The resolution reads that the state has not raised the basic per student funding allotment amount since 2019, and since that time the district has “faced historic and continuing levels of inflation,” according to the resolution approved during the Dec. 11 meeting.

The resolution states that several bills were passed in the 88th legislative session without sufficient funding to implement the mandates. For example, House Bill 3 requires the addition of armed personnel at each campus, and House Bill 1416 requires schools to provide high-quality tutoring programs.

How we got here

Despite the Senate’s Dec. 1 passage of Senate Bill 5 that would have provided $800 million in funding from the state to public school districts for school safety through 2025, the Texas House declined to consider the measure before the adjournment of the fourth special legislative session Dec. 6.

While there is a $32.7 billion surplus in the state budget and approximately $26.4 billion in the state’s Rainy Day Fund, state lawmakers failed to increase general funding for public schools this year.

Though a fifth session is still possible, many districts face a shortage of funding for teacher compensation, which has caused many districts to operate with a budget deficit to give teacher raises.

Long story short

The final excerpt from the KISD board resolution states KISD trustees support and encourage legislators to:
  • Support an increase in the basic allotment and establish a formula-driven index that allows the basic allotment to increase with inflation
  • Support an increase in school funding for teacher compensation
  • Address unfunded mandates placed on public schools
What else?

The measure passed with six affirmative votes for the resolution with one abstention. Trustee Dawn Champagne—who drafted the original lengthier version of the resolution presented to the board Dec. 4—opted to abstain in protest.
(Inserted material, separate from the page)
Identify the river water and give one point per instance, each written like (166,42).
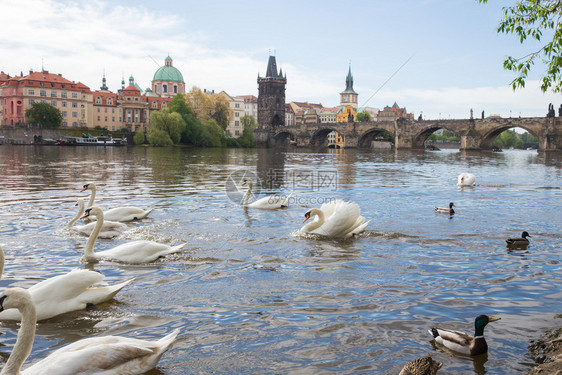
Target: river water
(250,297)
The board was not unanimous in their support of the final version of resolution, and trustees debated the content as they did during the Dec. 4 meeting.

Board President Victor Perez said he revised the original resolution. Two of the board members, including Champagne and Rebecca Fox, took exception to the changes, maintaining that it watered down their argument to the state for more funding.

Champagne’s version included the following:
  • The commitment to education funding in the Texas Constitution
  • Public school funding is vital to the future of the Texas economy
  • Education is a fundamental right and a cornerstone of democracy
  • Texas public school districts accept every student
Quote of note

“I don't feel that this document represents the way we all feel,” Champagne said. “I think that it would be good to get something that everyone could agree with, and I'm afraid that the reason why you didn't want the one that I crafted last week is something political.”